Animiert wurde zu großen Teilen in der Hamburger Animationsfabrik in Ottensen. Geschäftsführer Jörn Radel und 30 Mitarbeiter waren damit beschäftigt, den Film im Graphic-Novel-Stil umzusetzen. Der Film behandele zwar einen historischen Stoff, habe aber durchaus eine aktuelle politische Botschaft, so Radel. Die dargestellten Ereignisse ließen sich durchaus mit dem Krieg in Syrien vergleichen. Nachdem die Trickfilmer ihre Arbeit an „Another Day of Life“ beendet hatten, erwartete sie ein Kontrastprogramm. Sie arbeiten derzeit am Kinderfilm „Emmy und ihre Pferde“.

Regie-Legende
Ingmar Bergman
(„Das Schweigen“,
„Szenen
einer Ehe“)
Regie-Legende Ingmar Bergman („Das Schweigen“, „Szenen einer Ehe“) © picture alliance / kpa

„Ich habe nicht mehr mit Cannes gerechnet, wir sind quasi nachnominiert worden“, sagt der Wüste-Film-Produzent Stefan Schubert, der sich für die Vorführung in Cannes extra einen Smoking besorgt hat. Für die Hamburger Firma sind Animationsfilme Neuland. Fünf Länder waren an diesem Film beteiligt: Polen, Spanien, Belgien, Frankreich und Deutschland. „Europa wird oft schlechtgeredet. Dabei funktioniert es in der audiovisuellen Branche fantastisch“, sagt Ulrike Dotzer vom Fernsehpartner NDR/Arte. Filmförderungs-Chefin Maria Köpf freut sich über die Einladung beider Filme und sagt über „Another Day of Life“: „Die Einladung nach Cannes zeigt: Hamburg ist und bleibt ein starker Animationsstandort.“ Der Verleih Pandora wird den Film voraussichtlich im Herbst in die Kinos bringen.

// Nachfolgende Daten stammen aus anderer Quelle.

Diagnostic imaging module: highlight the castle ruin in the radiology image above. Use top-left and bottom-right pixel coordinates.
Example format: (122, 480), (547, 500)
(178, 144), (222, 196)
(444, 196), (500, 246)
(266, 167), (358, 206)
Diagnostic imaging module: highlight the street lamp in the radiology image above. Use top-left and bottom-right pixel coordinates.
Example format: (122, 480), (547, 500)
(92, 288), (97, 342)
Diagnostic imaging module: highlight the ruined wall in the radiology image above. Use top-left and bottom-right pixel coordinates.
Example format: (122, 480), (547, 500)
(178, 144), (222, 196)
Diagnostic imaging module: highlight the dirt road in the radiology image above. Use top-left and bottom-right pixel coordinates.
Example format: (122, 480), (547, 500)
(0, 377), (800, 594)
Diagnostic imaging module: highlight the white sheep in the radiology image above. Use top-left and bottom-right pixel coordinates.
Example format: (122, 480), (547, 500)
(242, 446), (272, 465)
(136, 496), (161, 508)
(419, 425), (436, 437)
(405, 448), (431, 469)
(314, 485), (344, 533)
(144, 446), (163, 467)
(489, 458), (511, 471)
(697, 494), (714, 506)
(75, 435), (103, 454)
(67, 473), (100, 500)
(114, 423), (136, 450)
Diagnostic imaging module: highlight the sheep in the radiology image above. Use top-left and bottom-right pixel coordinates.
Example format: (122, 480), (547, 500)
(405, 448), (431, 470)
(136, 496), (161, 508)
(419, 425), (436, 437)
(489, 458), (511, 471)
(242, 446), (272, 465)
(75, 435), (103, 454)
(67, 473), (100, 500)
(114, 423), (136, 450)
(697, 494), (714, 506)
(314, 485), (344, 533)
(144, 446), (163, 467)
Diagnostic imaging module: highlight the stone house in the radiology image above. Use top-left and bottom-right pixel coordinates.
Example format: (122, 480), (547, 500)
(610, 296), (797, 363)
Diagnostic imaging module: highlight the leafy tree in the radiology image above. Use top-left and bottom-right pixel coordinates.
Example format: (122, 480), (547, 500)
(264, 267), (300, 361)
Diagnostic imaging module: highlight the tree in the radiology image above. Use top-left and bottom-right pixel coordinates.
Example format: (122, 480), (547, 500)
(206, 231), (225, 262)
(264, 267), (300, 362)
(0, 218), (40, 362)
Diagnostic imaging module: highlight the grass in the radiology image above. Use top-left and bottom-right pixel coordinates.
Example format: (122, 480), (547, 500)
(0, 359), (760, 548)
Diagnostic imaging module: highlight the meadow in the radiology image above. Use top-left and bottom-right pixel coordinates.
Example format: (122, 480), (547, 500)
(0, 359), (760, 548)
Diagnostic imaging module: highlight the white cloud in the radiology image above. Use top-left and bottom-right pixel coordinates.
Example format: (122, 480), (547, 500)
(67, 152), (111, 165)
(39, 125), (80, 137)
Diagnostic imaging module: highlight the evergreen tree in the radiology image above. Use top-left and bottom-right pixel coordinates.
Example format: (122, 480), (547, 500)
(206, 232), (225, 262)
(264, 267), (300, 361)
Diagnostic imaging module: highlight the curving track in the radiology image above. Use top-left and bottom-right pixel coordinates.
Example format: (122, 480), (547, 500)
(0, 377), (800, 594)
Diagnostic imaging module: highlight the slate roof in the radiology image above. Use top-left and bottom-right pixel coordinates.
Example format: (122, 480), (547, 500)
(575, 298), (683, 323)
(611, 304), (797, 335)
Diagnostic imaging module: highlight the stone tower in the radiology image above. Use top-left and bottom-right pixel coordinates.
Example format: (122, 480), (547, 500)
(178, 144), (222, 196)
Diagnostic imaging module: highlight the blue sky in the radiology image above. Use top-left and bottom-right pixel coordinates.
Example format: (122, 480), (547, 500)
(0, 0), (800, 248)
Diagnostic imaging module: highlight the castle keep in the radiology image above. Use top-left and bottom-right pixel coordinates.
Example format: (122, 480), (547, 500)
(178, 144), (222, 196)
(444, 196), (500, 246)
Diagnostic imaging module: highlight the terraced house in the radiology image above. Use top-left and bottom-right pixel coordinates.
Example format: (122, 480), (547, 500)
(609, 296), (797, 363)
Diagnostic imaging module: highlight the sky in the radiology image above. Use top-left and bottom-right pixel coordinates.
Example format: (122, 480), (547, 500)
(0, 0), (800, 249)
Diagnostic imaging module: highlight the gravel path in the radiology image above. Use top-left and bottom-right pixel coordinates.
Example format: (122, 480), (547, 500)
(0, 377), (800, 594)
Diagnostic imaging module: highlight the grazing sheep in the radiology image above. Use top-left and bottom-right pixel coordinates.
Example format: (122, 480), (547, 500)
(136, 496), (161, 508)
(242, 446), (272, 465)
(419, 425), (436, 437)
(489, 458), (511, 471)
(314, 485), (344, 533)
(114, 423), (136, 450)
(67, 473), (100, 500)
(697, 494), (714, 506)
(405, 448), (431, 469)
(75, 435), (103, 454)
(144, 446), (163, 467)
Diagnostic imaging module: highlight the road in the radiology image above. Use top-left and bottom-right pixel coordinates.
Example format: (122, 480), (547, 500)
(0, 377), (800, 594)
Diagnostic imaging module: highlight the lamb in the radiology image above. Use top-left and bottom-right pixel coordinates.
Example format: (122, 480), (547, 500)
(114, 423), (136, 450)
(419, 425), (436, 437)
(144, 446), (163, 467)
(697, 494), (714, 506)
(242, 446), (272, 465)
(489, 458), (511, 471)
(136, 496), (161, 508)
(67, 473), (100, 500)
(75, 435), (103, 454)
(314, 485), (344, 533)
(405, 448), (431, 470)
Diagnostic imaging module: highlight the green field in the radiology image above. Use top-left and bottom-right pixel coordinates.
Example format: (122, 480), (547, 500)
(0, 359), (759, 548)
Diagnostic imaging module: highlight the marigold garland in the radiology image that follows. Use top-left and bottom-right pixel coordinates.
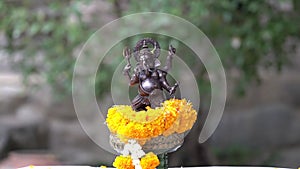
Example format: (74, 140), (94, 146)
(140, 152), (159, 169)
(106, 99), (197, 141)
(113, 152), (159, 169)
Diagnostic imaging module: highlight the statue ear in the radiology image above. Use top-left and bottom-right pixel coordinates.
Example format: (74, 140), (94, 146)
(154, 59), (161, 67)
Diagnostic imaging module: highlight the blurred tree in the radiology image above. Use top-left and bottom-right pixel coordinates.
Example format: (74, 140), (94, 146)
(0, 0), (300, 166)
(0, 0), (300, 95)
(123, 0), (300, 94)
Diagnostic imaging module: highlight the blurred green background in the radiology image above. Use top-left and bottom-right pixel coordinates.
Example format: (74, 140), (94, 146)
(0, 0), (300, 167)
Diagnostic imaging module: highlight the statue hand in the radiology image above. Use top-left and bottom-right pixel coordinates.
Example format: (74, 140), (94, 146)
(169, 82), (178, 95)
(124, 64), (131, 72)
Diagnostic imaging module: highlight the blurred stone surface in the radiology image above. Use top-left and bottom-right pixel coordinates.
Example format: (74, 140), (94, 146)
(0, 151), (60, 169)
(211, 104), (300, 149)
(272, 145), (300, 168)
(0, 115), (49, 158)
(0, 73), (27, 114)
(49, 120), (114, 165)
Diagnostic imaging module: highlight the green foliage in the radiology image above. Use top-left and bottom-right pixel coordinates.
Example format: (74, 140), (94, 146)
(125, 0), (300, 94)
(213, 145), (261, 165)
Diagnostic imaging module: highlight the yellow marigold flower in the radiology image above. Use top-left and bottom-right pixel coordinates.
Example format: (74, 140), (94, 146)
(106, 99), (197, 141)
(113, 155), (134, 169)
(140, 152), (159, 169)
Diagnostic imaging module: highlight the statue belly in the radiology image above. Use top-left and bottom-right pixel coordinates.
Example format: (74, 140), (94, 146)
(141, 79), (158, 94)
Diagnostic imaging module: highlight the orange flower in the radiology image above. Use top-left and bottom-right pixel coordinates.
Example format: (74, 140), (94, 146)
(140, 152), (159, 169)
(106, 99), (197, 143)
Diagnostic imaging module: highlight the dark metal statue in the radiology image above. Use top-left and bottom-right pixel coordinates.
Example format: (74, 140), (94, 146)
(123, 38), (178, 111)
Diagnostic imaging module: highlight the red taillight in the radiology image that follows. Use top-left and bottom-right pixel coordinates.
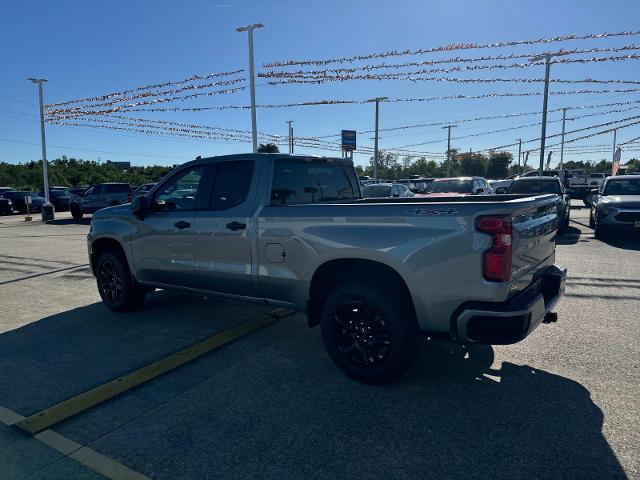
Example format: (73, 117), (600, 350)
(476, 217), (512, 282)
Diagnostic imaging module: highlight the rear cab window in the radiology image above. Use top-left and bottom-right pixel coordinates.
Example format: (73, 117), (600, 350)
(270, 159), (360, 206)
(209, 160), (254, 210)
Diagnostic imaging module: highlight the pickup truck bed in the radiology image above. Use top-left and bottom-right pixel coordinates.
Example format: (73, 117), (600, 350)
(88, 155), (566, 383)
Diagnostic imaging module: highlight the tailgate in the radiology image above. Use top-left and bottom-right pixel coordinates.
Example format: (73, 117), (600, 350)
(511, 200), (560, 280)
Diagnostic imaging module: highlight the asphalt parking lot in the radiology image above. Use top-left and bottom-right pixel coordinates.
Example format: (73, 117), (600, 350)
(0, 203), (640, 479)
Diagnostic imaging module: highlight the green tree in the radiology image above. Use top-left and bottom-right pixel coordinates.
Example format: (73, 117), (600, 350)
(258, 143), (280, 153)
(456, 152), (489, 177)
(486, 152), (513, 179)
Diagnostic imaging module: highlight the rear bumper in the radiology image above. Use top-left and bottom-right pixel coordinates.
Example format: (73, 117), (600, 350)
(454, 265), (567, 345)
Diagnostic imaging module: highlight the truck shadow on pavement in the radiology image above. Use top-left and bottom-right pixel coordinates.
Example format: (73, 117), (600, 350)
(601, 232), (640, 251)
(0, 292), (625, 479)
(556, 226), (582, 245)
(47, 217), (91, 225)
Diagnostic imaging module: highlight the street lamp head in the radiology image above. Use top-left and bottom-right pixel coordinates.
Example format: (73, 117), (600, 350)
(529, 54), (547, 63)
(236, 23), (264, 32)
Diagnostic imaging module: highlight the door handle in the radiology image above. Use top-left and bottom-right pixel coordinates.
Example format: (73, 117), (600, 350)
(227, 222), (247, 230)
(173, 220), (191, 230)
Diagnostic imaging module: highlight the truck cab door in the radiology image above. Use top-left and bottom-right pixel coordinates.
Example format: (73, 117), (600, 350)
(82, 185), (104, 212)
(194, 160), (259, 295)
(131, 165), (209, 287)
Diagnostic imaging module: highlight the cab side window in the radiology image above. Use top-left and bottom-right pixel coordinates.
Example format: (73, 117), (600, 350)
(153, 165), (205, 210)
(210, 160), (254, 210)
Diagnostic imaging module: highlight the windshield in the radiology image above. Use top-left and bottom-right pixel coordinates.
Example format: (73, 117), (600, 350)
(362, 185), (391, 198)
(604, 178), (640, 195)
(429, 179), (473, 193)
(509, 180), (560, 194)
(2, 192), (38, 198)
(47, 190), (69, 198)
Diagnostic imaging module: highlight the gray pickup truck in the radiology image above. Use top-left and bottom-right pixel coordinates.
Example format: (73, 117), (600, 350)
(88, 154), (566, 383)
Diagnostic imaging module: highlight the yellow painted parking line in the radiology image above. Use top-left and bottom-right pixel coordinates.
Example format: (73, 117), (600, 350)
(0, 406), (149, 480)
(14, 308), (293, 435)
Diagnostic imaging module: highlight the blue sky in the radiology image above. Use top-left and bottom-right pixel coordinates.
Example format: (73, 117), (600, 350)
(0, 0), (640, 169)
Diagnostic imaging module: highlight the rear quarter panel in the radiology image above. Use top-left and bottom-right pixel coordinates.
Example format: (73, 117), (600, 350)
(256, 196), (554, 332)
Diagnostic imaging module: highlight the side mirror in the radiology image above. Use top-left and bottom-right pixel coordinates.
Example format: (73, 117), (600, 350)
(131, 195), (149, 216)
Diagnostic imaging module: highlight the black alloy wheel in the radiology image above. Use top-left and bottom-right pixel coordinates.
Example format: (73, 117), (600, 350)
(333, 301), (392, 368)
(320, 279), (420, 384)
(96, 250), (146, 312)
(98, 260), (124, 304)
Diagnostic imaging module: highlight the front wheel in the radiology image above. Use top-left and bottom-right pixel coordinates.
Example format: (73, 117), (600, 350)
(321, 283), (420, 384)
(96, 251), (145, 312)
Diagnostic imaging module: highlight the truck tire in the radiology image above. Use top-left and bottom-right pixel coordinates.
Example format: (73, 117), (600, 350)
(96, 250), (145, 312)
(69, 203), (82, 220)
(320, 282), (420, 384)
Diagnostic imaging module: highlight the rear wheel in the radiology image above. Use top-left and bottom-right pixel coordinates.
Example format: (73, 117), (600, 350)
(321, 283), (420, 384)
(96, 250), (145, 312)
(69, 203), (82, 220)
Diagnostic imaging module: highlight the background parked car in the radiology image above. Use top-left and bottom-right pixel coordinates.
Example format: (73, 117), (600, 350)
(0, 196), (13, 215)
(2, 190), (44, 213)
(488, 175), (518, 192)
(362, 183), (414, 198)
(69, 187), (89, 196)
(421, 177), (493, 197)
(38, 187), (72, 212)
(589, 175), (640, 238)
(69, 183), (133, 220)
(496, 177), (571, 232)
(587, 173), (609, 187)
(133, 183), (157, 196)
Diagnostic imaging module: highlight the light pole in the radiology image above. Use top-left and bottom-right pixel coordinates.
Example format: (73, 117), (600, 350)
(236, 23), (264, 153)
(442, 125), (457, 177)
(560, 108), (568, 170)
(529, 51), (566, 176)
(370, 97), (389, 182)
(284, 120), (293, 155)
(29, 78), (53, 220)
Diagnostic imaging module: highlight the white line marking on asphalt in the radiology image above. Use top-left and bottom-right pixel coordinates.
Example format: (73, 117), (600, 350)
(0, 405), (24, 425)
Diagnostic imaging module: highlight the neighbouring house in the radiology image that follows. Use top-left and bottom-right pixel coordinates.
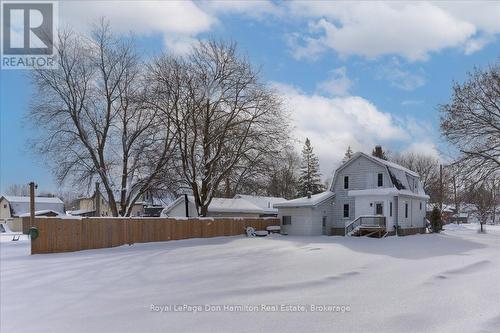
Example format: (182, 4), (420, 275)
(275, 191), (335, 236)
(274, 152), (429, 236)
(162, 194), (285, 217)
(0, 195), (64, 232)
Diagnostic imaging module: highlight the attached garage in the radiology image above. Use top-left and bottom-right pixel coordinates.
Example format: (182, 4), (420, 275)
(274, 191), (335, 236)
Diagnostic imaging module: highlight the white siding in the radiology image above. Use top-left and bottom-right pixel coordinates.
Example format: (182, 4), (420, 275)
(278, 207), (312, 236)
(332, 156), (393, 227)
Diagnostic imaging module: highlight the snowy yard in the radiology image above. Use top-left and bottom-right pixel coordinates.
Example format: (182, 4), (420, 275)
(0, 225), (500, 332)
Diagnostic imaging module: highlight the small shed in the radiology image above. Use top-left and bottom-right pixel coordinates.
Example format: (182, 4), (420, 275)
(274, 191), (335, 236)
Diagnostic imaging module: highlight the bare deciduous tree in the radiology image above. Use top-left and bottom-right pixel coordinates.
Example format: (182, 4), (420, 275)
(149, 40), (287, 216)
(468, 181), (496, 232)
(440, 63), (500, 181)
(5, 184), (30, 197)
(30, 20), (175, 216)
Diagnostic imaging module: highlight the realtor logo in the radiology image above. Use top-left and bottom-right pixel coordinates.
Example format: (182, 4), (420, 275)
(2, 1), (57, 69)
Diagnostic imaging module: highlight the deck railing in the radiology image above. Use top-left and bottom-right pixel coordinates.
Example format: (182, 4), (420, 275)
(345, 215), (386, 236)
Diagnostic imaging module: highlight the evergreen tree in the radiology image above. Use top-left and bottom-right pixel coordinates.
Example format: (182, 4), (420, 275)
(297, 138), (324, 196)
(342, 146), (354, 163)
(372, 145), (388, 161)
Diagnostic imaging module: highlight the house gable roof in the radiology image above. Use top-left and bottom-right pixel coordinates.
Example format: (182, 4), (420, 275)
(274, 191), (335, 208)
(162, 195), (276, 214)
(330, 152), (420, 191)
(0, 195), (64, 217)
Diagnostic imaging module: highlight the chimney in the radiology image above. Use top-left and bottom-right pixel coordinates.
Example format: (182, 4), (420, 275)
(94, 182), (101, 216)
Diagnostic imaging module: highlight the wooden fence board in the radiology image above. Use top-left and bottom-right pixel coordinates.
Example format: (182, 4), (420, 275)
(29, 217), (280, 254)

Das Abaton zeigt die Bergman-Doku vorab

„Auf der Suche nach Ingmar Bergman“ heißt der neue Film von Margarethe von Trotta. Produziert hat sie die Hamburger Dependance der Schweizer Firma C-Films. „Die Einladung ist traumhaft und eine schöne Überraschung“, freut sich Produzent Benjamin Seikel. Bergman und von Trotta hätten sich 1977 in München kennengelernt. Der Schwede hatte seine Heimat nach seiner Steuerflucht verlassen und inszenierte in München. Von Trotta stand am Beginn ihrer Karriere als die beiden sich an der Isar begegneten. Seine Filme sollen sie mit in ihrer Entscheidung beeinflusst haben, Regisseurin zu werden. Bergman (1918– 2007) wiederum stufte das von ihr inszenierte Drama „Die bleierne Zeit“ als eines der zehn besten Werke der Filmgeschichte ein.

Der Bergman-Film kommt im Jahr des 100. Geburtstags des Schweden nach Cannes. Es ist der erste Dokumentarfilm von Trottas. „Es ist keine konventionelle Doku, sondern eher ein Film, der ein Lebensgefühl transportiert“, so Seikel. Die Regisseurin habe, unterstützt von ihrem Sohn Felix Moeller, der ebenfalls Filmemacher ist, wichtige Schauplätze und Zeitgenossen Bergmans besucht.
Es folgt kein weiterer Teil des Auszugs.